The stock and bond markets both produced gains during the third quarter as investors continue to be optimistic about the U.S. economy. Corporate earnings remain strong and inflation remains low. Both factors combine to produce a good economic environment for the capital markets.
The third quarter was notable for producing two devastating hurricanes, Harvey and Irma. Combined, these two storms caused an estimated $290 billion in damage to Texas and Florida. Lost economic activity is likely much more than this. This is the first time in history that two category 4 or higher hurricanes have hit the U.S. mainland in the same year. One in every seven cars in the Houston area was destroyed by Harvey and 25% of all homes in the Florida Keys were destroyed by Irma. The damage done and the lives affected by these two storms is truly remarkable. We have many clients in both Texas and Florida. Fortunately, all made it through the storms with no physical injuries and relatively minor property damage
Over the years, you have heard a couple of themes from us many times: Stock performance is all about corporate earnings; and economic conditions around the world matter to U.S. investors. To illustrate how the two works together, the latest earnings growth rate for the S&P 500 was slightly more than 10%. Earnings growth for companies with more than 50% of their sales in the U.S. was 8.5%, while earnings growth for companies with less than 50% of their sales in the U.S. was 14.5%. Almost one third of all sales by S&P 500 companies come from non-U.S. markets. A large part of our strong stock market and strong earnings growth is a result of improving economic conditions around the world.

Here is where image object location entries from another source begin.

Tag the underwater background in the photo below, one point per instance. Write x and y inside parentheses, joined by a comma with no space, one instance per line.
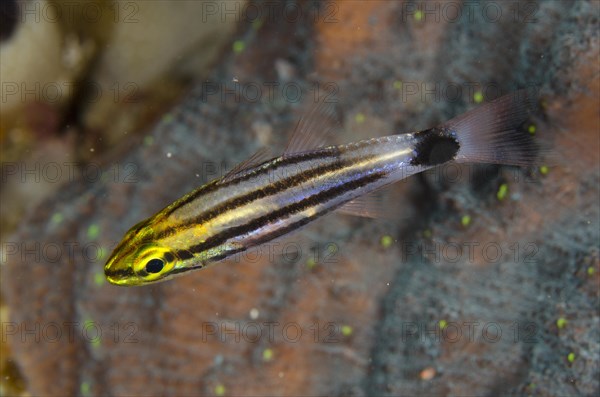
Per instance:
(483,280)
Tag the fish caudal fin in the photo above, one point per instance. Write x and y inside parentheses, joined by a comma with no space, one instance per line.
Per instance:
(497,132)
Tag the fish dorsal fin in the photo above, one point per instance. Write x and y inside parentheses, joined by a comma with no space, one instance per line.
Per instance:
(367,206)
(314,128)
(258,157)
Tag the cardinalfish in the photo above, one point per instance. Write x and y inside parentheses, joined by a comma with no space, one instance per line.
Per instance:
(261,200)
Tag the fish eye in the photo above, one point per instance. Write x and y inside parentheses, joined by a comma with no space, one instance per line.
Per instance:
(154,265)
(153,262)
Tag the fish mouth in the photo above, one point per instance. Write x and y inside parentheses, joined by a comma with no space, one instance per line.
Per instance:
(118,276)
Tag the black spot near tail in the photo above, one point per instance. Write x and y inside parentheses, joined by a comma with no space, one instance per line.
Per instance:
(435,146)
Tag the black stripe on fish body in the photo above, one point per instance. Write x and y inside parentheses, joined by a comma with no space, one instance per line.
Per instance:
(236,202)
(435,146)
(285,212)
(269,166)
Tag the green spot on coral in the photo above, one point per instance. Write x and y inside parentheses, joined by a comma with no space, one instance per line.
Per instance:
(347,330)
(148,140)
(93,231)
(239,46)
(220,390)
(85,388)
(57,218)
(267,355)
(386,241)
(257,23)
(95,342)
(465,220)
(591,271)
(99,279)
(502,190)
(311,263)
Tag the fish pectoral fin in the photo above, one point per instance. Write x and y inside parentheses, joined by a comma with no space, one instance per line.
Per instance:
(367,206)
(313,129)
(258,157)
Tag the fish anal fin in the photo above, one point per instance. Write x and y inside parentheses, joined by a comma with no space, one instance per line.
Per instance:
(314,129)
(260,156)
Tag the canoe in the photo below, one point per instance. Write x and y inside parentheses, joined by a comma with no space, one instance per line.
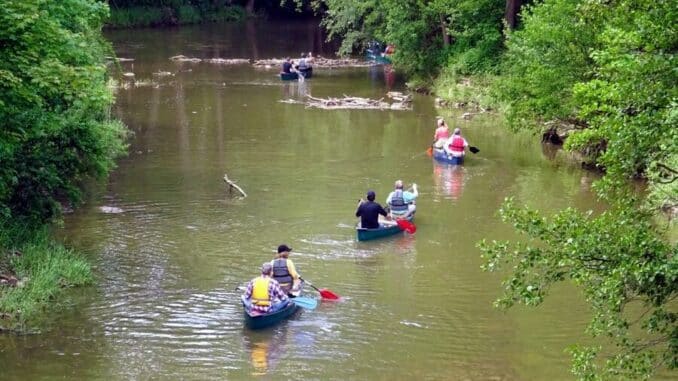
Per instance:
(382,231)
(294,76)
(269,319)
(443,157)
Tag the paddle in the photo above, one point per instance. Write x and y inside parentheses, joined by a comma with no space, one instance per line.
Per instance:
(305,302)
(324,293)
(406,226)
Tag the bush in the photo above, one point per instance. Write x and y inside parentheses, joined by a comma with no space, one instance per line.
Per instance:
(44,270)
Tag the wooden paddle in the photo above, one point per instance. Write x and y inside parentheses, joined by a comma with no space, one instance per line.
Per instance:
(407,226)
(304,302)
(324,293)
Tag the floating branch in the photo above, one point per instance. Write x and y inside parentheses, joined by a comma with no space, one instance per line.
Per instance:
(232,185)
(358,103)
(228,61)
(182,58)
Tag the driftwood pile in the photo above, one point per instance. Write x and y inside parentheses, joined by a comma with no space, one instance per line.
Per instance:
(232,185)
(218,61)
(402,102)
(276,63)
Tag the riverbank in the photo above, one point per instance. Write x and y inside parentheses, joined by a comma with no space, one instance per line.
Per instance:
(34,272)
(182,14)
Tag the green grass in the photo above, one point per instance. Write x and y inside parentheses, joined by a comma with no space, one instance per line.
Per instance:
(181,15)
(44,269)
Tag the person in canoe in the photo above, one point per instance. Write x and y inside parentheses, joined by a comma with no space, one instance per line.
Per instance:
(264,293)
(369,211)
(441,135)
(287,66)
(456,144)
(284,270)
(401,202)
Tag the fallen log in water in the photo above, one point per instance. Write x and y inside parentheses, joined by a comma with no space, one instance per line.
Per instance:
(218,61)
(228,61)
(276,63)
(232,185)
(356,103)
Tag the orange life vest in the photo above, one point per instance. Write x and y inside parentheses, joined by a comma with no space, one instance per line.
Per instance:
(457,144)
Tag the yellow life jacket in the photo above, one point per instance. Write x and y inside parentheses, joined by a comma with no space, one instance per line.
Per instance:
(260,295)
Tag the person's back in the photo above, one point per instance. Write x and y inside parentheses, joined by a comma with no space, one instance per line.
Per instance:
(303,65)
(369,212)
(456,144)
(263,293)
(281,273)
(441,134)
(401,202)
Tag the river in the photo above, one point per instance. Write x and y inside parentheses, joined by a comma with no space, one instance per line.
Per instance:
(169,243)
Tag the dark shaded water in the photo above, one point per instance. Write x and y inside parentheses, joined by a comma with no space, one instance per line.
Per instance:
(171,244)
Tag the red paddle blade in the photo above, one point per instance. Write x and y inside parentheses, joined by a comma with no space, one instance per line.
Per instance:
(406,226)
(327,294)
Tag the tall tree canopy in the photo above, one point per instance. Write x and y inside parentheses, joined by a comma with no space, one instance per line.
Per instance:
(607,68)
(55,126)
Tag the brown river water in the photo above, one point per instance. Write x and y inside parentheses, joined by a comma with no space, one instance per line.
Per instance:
(169,244)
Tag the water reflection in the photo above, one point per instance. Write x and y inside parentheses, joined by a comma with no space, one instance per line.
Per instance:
(448,180)
(383,74)
(266,348)
(296,90)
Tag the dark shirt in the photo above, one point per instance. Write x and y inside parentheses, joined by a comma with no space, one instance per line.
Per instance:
(369,212)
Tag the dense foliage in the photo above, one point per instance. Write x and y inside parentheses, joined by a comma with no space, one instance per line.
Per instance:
(628,273)
(134,13)
(55,127)
(42,268)
(608,70)
(463,35)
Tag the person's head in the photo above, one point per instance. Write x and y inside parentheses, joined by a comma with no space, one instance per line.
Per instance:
(371,195)
(284,251)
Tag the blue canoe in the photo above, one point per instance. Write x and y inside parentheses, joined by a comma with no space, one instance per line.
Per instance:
(294,76)
(382,231)
(269,319)
(443,157)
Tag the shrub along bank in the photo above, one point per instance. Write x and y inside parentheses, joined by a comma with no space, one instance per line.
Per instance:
(172,13)
(56,132)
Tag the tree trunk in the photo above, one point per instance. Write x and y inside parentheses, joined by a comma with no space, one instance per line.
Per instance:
(511,14)
(249,7)
(443,27)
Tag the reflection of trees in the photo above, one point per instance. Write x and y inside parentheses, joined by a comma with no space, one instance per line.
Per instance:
(448,180)
(251,33)
(266,347)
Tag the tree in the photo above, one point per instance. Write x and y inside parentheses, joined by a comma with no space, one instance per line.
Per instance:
(55,124)
(610,66)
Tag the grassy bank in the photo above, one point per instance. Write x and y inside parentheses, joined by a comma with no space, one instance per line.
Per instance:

We talked in our last letter about the high valuations we are seeing in the equity markets. That has not changed during the third quarter. An interesting measure of this that is often overlooked is the ratio of household net worth to disposable personal income. Over the past few years, household net worth has risen faster than disposable income. The ratio of the two is at its highest point ever. Like most measures of stock valuations, this metric does not tell us when the market will turn, but it does point to future returns being lower than historical average from current levels.
We continue to be rather cautious in our forecast for the future of this bull market. It is already one of the longest running bull markets since the end of World War 2, and at current valuations, any sign of an economic slowdown could mean a rather severe pullback for the markets.